Este miércoles 31 de agosto de 2016 quedará inscrito en las páginas de la historia de México como un día de vergüenza nacional.
El presidente de la República, Enrique Peña Nieto, cometió el que quizás sea el más grande error político de su sexenio al invitar y recibir en la residencia oficial de Los Pinos al candidato republicano a la Presidencia de los Estados Unidos, Donald Trump.
No hay razón que justifique la invitación no sólo a Trump, sino a ninguno de los candidatos presidenciales norteamericanos, por algo muy simple. Son sólo eso, candidatos. Tanto el racista magnate inmobiliario como la ex secretaria de Estado Hillary Clinton. No representan a gobierno alguno. No todavía. No había porqué enredarse en un peligroso juego electoral.
Pero por razones que aún no se han hecho públicas y que nadie termina de entender, Enrique Peña Nieto le dio a Trump, un hablador que se ha dedicado a hostigar e insultar a los mexicanos a través de un violentísimo discurso de odio racial, el tratamiento que se le brinda a un jefe de Estado.
Peña Nieto le dio una oportunidad inmejorable para apuntalar su alicaída campaña y, de manera inaudita, inverosímil y por demás estúpida, le regaló una tribuna internacional en la que, además, Trump defecó en la cara de los mexicanos. En nuestra propia casa.
Trump no sólo no se disculpó por sus ofensas a los mexicanos, a quienes nos tacha recurrentemente de ladrones, narcotraficantes y violadores. Vino a reiterar, desde la residencia en la que vive el Presidente de México, que de ganar las elecciones de noviembre próximo modificará las condiciones del Tratado de Libre Comercio de América del Norte (TLCAN) y que se levantará el muro fronterizo que ha sido su bandera de campaña. Y en un gesto de arrogancia absoluta, como si nos hiciera un favor, dijo que de lo que no hablaron durante la reunión privada que ambos sostuvieron fue sobre quién pagará su construcción.
Todo esto, ante un Peña Nieto empequeñecido, reducido a su mínima expresión, mudo ante los agravios, como si el anfitrión fuera el oxigenado empresario, quien se apoderó del escenario que le tendió el gobierno mexicano para hablar de lo que a él le interesaba.
Lo que resulta todavía más difícil de creer es que Peña Nieto haya decidido darse este balazo en la sien un día antes de enviar al Congreso de la Unión su cuarto informe de gobierno. Quedó claro que no tiene la menor idea del manejo del timing político, de la importancia de las relaciones exteriores bilaterales.
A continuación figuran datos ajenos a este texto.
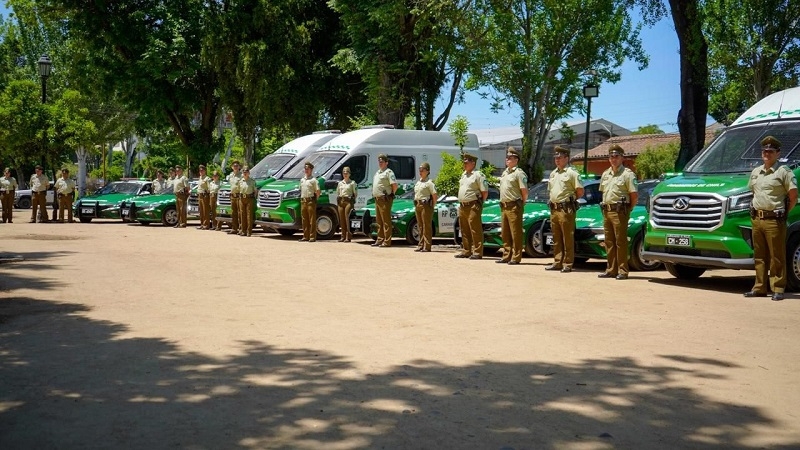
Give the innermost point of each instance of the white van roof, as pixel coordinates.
(780, 105)
(387, 138)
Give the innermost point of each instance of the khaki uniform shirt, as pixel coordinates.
(382, 182)
(771, 187)
(512, 182)
(471, 186)
(345, 189)
(308, 187)
(202, 185)
(564, 184)
(424, 189)
(247, 186)
(617, 186)
(180, 185)
(8, 184)
(39, 183)
(64, 187)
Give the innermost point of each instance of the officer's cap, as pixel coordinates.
(770, 143)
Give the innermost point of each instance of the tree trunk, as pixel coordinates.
(694, 79)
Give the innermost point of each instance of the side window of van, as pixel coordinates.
(403, 167)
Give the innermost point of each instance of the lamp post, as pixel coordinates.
(590, 91)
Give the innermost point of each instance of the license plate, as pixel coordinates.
(679, 240)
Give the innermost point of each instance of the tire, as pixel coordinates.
(170, 217)
(682, 272)
(326, 225)
(636, 261)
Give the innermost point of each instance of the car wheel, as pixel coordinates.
(170, 217)
(636, 261)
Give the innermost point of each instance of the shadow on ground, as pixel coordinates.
(71, 382)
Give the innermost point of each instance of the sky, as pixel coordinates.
(650, 96)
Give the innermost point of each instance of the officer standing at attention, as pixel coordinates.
(384, 185)
(233, 180)
(513, 195)
(203, 197)
(213, 190)
(309, 193)
(774, 195)
(565, 189)
(473, 189)
(181, 189)
(346, 191)
(247, 199)
(8, 187)
(65, 190)
(424, 201)
(618, 185)
(39, 184)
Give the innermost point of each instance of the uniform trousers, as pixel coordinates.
(562, 224)
(469, 220)
(615, 227)
(424, 213)
(511, 231)
(769, 254)
(383, 216)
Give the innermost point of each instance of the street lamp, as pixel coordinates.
(590, 91)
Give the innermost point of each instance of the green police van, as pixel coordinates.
(700, 219)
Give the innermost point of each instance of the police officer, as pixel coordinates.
(233, 180)
(65, 190)
(513, 195)
(384, 185)
(8, 187)
(346, 192)
(424, 202)
(39, 185)
(203, 197)
(473, 189)
(618, 185)
(309, 193)
(247, 202)
(181, 189)
(565, 189)
(774, 195)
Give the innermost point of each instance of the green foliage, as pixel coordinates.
(655, 161)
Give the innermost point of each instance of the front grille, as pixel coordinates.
(688, 211)
(269, 199)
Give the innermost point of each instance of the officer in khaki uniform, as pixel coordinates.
(233, 180)
(309, 193)
(473, 189)
(618, 185)
(247, 203)
(8, 187)
(346, 193)
(65, 191)
(181, 189)
(424, 202)
(565, 189)
(513, 195)
(203, 197)
(39, 185)
(774, 195)
(384, 185)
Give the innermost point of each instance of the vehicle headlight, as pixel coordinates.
(741, 202)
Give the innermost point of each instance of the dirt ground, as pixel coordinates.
(126, 336)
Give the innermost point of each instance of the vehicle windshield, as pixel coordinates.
(739, 149)
(269, 165)
(322, 161)
(120, 187)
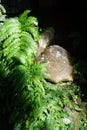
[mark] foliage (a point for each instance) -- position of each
(27, 100)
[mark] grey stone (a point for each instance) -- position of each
(59, 65)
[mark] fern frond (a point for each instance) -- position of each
(23, 17)
(10, 26)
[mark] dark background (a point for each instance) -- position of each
(69, 19)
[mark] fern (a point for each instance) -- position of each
(27, 100)
(17, 40)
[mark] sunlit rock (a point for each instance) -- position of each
(59, 66)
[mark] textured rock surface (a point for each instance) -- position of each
(59, 66)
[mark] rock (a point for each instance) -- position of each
(59, 66)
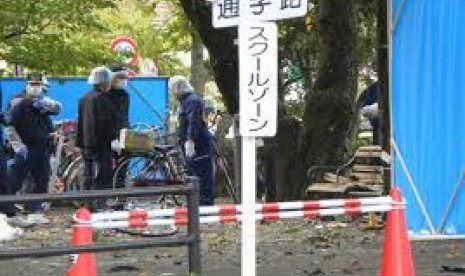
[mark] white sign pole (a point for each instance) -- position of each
(248, 204)
(248, 179)
(258, 74)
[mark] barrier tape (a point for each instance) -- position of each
(145, 221)
(232, 209)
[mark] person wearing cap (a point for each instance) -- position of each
(29, 134)
(194, 137)
(96, 130)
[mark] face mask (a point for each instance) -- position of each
(121, 84)
(34, 91)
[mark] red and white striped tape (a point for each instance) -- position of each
(233, 209)
(143, 222)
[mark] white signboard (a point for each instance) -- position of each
(225, 13)
(258, 67)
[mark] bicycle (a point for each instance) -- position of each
(163, 165)
(222, 163)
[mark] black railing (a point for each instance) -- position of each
(190, 189)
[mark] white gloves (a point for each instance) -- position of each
(116, 146)
(189, 148)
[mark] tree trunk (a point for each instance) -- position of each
(222, 49)
(198, 73)
(325, 135)
(330, 113)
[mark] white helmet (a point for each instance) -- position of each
(180, 83)
(100, 75)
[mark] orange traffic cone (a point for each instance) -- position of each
(83, 263)
(397, 255)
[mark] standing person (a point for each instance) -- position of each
(120, 98)
(193, 135)
(96, 130)
(30, 136)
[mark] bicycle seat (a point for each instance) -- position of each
(164, 148)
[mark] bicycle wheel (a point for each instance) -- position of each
(141, 169)
(222, 163)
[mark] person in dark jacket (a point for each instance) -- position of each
(194, 137)
(120, 99)
(96, 130)
(30, 136)
(120, 96)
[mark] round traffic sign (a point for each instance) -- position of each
(127, 47)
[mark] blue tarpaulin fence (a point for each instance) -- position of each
(148, 97)
(428, 103)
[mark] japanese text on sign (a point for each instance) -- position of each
(226, 12)
(258, 78)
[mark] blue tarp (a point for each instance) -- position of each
(428, 99)
(148, 96)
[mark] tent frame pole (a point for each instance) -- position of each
(414, 188)
(452, 200)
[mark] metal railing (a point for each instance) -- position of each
(192, 239)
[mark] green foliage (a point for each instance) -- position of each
(48, 34)
(67, 37)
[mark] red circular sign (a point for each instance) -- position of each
(126, 44)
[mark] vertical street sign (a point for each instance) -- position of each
(225, 13)
(258, 64)
(258, 95)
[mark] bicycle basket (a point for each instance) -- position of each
(137, 141)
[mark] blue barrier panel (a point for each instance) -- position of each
(428, 103)
(148, 97)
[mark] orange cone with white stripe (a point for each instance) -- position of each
(397, 256)
(83, 263)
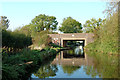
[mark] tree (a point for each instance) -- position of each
(42, 21)
(4, 22)
(112, 7)
(93, 24)
(70, 25)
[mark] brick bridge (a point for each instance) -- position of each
(61, 39)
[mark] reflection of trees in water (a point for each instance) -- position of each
(105, 66)
(46, 71)
(70, 69)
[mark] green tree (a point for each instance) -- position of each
(42, 22)
(70, 25)
(4, 22)
(93, 24)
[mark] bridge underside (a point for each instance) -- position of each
(64, 42)
(61, 39)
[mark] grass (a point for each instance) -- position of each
(14, 66)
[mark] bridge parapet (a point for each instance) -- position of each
(59, 38)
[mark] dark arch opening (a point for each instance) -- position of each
(75, 48)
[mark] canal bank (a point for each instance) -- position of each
(18, 66)
(89, 66)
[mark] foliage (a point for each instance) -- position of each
(14, 67)
(70, 25)
(93, 24)
(42, 21)
(41, 38)
(104, 66)
(14, 40)
(4, 22)
(106, 38)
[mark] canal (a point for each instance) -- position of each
(75, 63)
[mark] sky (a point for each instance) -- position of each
(22, 12)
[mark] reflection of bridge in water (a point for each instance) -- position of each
(72, 61)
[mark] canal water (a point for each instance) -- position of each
(75, 63)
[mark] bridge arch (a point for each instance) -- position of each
(60, 38)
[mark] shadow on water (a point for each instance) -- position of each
(75, 63)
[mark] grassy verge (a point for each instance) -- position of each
(15, 67)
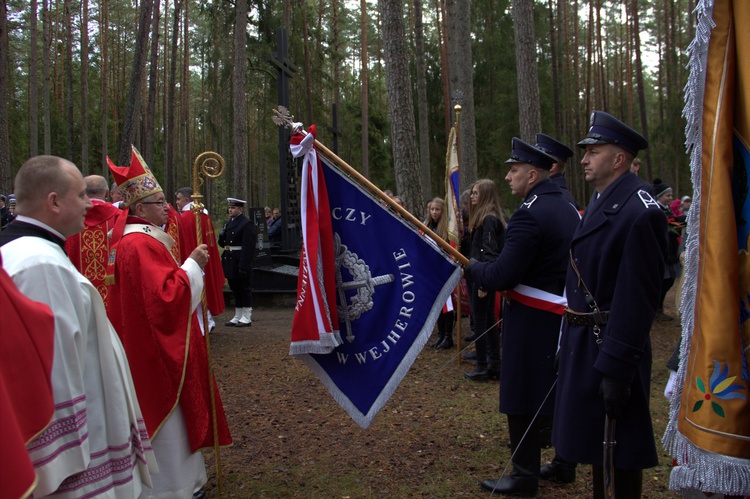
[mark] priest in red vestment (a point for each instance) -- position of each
(89, 250)
(26, 351)
(214, 277)
(152, 306)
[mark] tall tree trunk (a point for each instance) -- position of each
(400, 104)
(529, 116)
(68, 13)
(134, 88)
(640, 84)
(336, 83)
(85, 87)
(5, 184)
(33, 84)
(308, 65)
(423, 108)
(103, 37)
(149, 128)
(170, 160)
(365, 112)
(239, 153)
(185, 159)
(442, 31)
(461, 66)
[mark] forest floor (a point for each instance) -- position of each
(438, 436)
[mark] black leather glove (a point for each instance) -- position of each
(468, 268)
(616, 395)
(556, 362)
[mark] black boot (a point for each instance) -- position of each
(479, 373)
(559, 470)
(524, 479)
(439, 340)
(513, 485)
(628, 484)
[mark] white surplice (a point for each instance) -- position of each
(97, 443)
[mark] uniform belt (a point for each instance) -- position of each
(586, 319)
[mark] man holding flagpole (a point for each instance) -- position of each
(531, 269)
(613, 281)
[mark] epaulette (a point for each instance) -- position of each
(527, 204)
(647, 199)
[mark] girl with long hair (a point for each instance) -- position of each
(436, 220)
(487, 226)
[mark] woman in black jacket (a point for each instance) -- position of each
(487, 225)
(437, 221)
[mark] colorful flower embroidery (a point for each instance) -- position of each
(720, 387)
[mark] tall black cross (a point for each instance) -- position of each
(334, 128)
(290, 233)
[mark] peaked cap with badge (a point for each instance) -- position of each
(136, 181)
(606, 129)
(553, 147)
(523, 152)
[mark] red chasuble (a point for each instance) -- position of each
(150, 310)
(26, 404)
(89, 250)
(173, 229)
(214, 278)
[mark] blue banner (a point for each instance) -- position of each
(391, 284)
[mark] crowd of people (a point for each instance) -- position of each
(124, 392)
(106, 262)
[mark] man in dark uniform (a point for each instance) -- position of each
(613, 282)
(531, 269)
(238, 238)
(561, 153)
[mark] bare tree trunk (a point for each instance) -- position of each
(461, 69)
(641, 86)
(33, 85)
(5, 184)
(103, 29)
(336, 61)
(529, 116)
(400, 105)
(365, 133)
(553, 33)
(308, 65)
(423, 109)
(239, 153)
(68, 14)
(134, 90)
(442, 30)
(169, 160)
(150, 118)
(85, 87)
(185, 158)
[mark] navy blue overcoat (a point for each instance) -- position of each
(619, 250)
(535, 254)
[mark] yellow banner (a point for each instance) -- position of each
(714, 411)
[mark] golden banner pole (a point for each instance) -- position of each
(211, 165)
(457, 108)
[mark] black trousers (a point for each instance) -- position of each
(485, 330)
(243, 291)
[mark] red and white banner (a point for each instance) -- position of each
(315, 316)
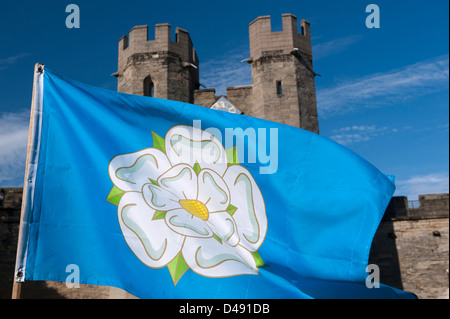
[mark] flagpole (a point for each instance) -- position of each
(17, 285)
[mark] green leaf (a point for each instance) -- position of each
(115, 195)
(217, 238)
(159, 214)
(158, 142)
(232, 157)
(197, 168)
(231, 209)
(258, 259)
(177, 267)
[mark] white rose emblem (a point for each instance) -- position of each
(187, 203)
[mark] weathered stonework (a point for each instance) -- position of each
(170, 66)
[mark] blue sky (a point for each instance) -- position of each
(383, 93)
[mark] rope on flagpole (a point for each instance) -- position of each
(19, 275)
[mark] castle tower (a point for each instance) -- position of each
(161, 67)
(283, 87)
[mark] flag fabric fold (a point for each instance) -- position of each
(166, 199)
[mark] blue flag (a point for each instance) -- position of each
(171, 200)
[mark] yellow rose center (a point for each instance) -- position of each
(196, 208)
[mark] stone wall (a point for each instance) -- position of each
(172, 66)
(411, 246)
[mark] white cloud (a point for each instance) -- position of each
(332, 47)
(359, 133)
(13, 148)
(423, 184)
(383, 88)
(5, 62)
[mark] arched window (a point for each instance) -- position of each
(149, 87)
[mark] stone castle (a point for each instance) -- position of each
(282, 87)
(411, 244)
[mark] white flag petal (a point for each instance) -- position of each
(150, 240)
(212, 191)
(191, 145)
(210, 258)
(129, 172)
(250, 215)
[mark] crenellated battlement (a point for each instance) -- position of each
(137, 42)
(263, 40)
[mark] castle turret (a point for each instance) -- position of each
(283, 87)
(161, 67)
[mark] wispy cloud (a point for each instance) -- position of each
(359, 133)
(13, 148)
(383, 88)
(6, 62)
(321, 50)
(423, 184)
(226, 71)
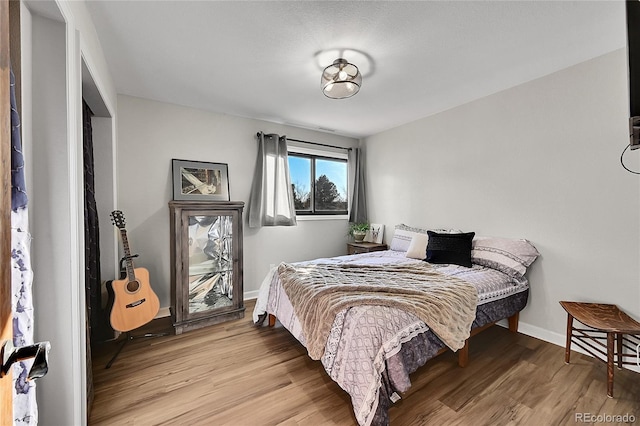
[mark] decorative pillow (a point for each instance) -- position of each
(450, 248)
(511, 256)
(418, 247)
(403, 235)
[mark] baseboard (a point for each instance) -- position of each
(555, 338)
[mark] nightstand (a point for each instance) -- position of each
(357, 248)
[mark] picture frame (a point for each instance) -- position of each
(200, 181)
(375, 234)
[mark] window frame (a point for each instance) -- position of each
(322, 154)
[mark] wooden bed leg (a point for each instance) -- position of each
(513, 322)
(463, 355)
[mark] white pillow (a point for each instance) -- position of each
(511, 256)
(418, 247)
(402, 236)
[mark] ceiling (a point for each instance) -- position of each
(264, 59)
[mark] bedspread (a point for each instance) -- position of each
(372, 376)
(319, 292)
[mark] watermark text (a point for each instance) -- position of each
(604, 418)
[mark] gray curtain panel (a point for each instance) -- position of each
(358, 201)
(271, 202)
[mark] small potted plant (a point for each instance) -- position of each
(358, 230)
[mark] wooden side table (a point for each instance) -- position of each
(357, 248)
(607, 323)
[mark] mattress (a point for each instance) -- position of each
(373, 363)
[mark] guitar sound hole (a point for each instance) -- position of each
(133, 286)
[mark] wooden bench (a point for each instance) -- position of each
(607, 323)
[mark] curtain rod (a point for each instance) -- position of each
(314, 143)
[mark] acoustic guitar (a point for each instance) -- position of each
(134, 303)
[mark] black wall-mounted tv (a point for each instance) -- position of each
(633, 50)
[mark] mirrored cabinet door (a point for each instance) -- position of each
(206, 263)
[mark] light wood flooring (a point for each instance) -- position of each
(237, 374)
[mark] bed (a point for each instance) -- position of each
(374, 318)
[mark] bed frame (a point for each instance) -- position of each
(463, 354)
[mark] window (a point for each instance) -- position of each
(319, 182)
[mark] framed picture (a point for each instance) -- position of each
(375, 233)
(200, 181)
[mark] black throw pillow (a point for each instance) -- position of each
(450, 248)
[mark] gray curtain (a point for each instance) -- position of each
(271, 202)
(358, 201)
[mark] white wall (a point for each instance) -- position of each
(151, 134)
(55, 38)
(538, 161)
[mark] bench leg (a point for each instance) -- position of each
(463, 354)
(619, 351)
(610, 352)
(567, 347)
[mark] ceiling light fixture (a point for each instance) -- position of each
(340, 80)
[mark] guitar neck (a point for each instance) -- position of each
(127, 255)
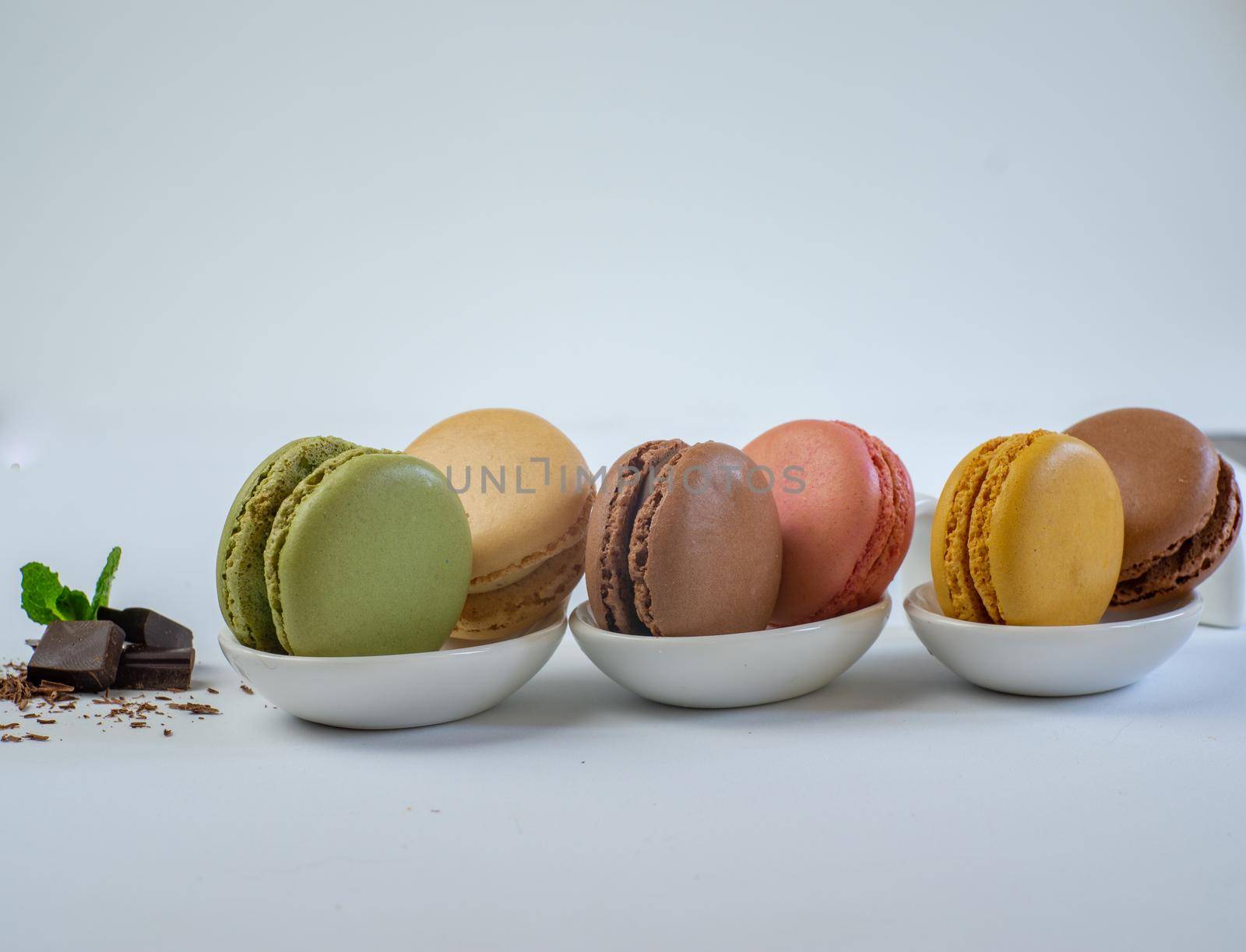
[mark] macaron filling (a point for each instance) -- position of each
(241, 561)
(639, 553)
(956, 555)
(635, 483)
(980, 518)
(494, 613)
(282, 525)
(1193, 557)
(875, 546)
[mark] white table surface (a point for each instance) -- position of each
(897, 808)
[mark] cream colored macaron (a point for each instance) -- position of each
(527, 493)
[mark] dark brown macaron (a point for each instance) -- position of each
(683, 541)
(1183, 506)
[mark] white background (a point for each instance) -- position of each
(224, 226)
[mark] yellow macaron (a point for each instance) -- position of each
(527, 493)
(1028, 530)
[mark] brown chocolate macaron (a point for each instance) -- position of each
(1183, 506)
(683, 541)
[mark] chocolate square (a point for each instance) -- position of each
(147, 627)
(146, 668)
(84, 655)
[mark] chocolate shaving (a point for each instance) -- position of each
(195, 708)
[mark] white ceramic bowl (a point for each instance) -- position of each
(1054, 662)
(398, 690)
(732, 671)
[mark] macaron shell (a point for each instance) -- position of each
(1168, 475)
(830, 525)
(505, 612)
(707, 549)
(1054, 533)
(241, 587)
(627, 485)
(1198, 557)
(371, 555)
(899, 537)
(542, 508)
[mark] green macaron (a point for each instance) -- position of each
(368, 553)
(241, 587)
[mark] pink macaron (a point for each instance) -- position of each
(847, 512)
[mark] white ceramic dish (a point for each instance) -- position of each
(1054, 661)
(398, 690)
(732, 671)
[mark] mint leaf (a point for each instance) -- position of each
(40, 588)
(105, 585)
(72, 606)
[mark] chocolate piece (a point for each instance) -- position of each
(147, 627)
(84, 655)
(146, 668)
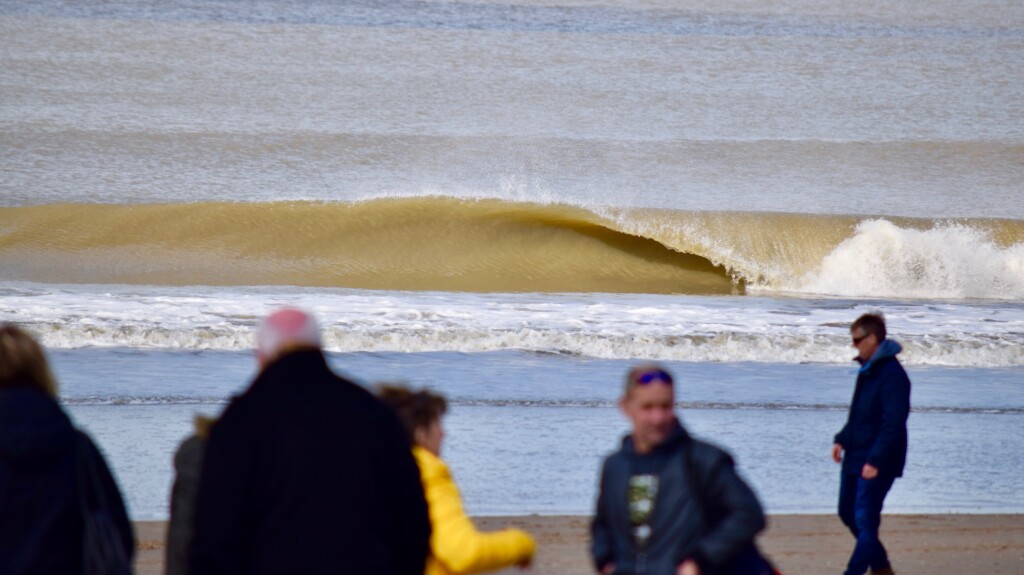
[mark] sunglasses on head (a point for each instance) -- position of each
(648, 378)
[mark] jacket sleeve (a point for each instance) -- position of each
(895, 409)
(600, 545)
(740, 513)
(841, 436)
(222, 514)
(458, 544)
(114, 499)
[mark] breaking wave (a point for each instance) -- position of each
(445, 244)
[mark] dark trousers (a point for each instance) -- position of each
(860, 509)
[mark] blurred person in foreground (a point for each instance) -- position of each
(456, 545)
(669, 503)
(306, 472)
(41, 459)
(180, 524)
(872, 444)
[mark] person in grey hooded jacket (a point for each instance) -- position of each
(670, 503)
(872, 444)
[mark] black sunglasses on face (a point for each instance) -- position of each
(654, 376)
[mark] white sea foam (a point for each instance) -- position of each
(950, 260)
(683, 328)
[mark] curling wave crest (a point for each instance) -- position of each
(683, 328)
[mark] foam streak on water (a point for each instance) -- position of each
(683, 328)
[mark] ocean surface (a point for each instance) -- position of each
(511, 203)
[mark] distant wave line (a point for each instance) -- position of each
(455, 245)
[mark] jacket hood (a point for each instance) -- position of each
(887, 349)
(677, 437)
(33, 427)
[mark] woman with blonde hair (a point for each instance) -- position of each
(44, 462)
(456, 545)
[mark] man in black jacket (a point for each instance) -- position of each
(872, 444)
(670, 503)
(307, 473)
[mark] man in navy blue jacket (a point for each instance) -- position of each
(872, 444)
(307, 472)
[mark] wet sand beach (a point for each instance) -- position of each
(804, 544)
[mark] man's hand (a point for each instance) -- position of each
(837, 453)
(688, 567)
(869, 472)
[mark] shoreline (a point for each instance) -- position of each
(801, 544)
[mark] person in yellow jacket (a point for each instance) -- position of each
(456, 546)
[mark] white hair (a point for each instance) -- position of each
(286, 328)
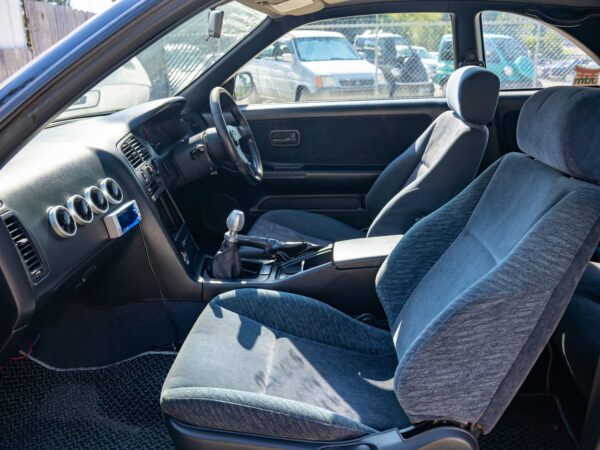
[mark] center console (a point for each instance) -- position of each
(340, 274)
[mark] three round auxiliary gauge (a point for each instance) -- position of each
(80, 210)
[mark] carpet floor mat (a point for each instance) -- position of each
(118, 407)
(530, 422)
(111, 407)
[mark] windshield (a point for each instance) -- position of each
(325, 49)
(169, 65)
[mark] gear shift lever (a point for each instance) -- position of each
(235, 223)
(227, 263)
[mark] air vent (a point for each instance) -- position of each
(134, 151)
(29, 255)
(195, 126)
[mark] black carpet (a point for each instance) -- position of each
(530, 422)
(118, 407)
(113, 407)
Ni de nada.
¿Con qué cara puede afirmar que va a “proteger” a los mexicanos donde se encuentren, si se “achicó” frente a Trump, a quien no fue capaz de decirle públicamente –porque más tarde, en Twitter aseguró que en privado se lo dejó “muy en claro”- que México no va a pagar por su muro? ¿Qué certeza le puede ofrecer a los inversionistas, si asintió renegociar el TLCAN, cuando lo que Donald Trump plantea es romperlo?
Nunca como ahora, la cascada de críticas contra Enrique Peña Nieto ha estado más justificada y ha generado tal consenso entre políticos, analistas, intelectuales, empresarios y sociedad civil. Hasta los priistas lo piensan.
Con esta monumental pifia, Peña Nieto fracturó su relación con el actual presidente estadounidense, Barack Obama; echó a perder la que tenía con quien puede ser la próxima presidenta, Hillary Clinton; le prendió fuego al comercio exterior; abandonó a su suerte a los migrantes mexicanos en Estados Unidos; tiró a la basura la política exterior del país. Y de paso, prácticamente le entregó la Presidencia de la República a la oposición dentro de dos años.
Fue un día histórico, sí. Atestiguamos el suicidio político de un Presidente de México en cadena nacional. Sólo le faltó llorar.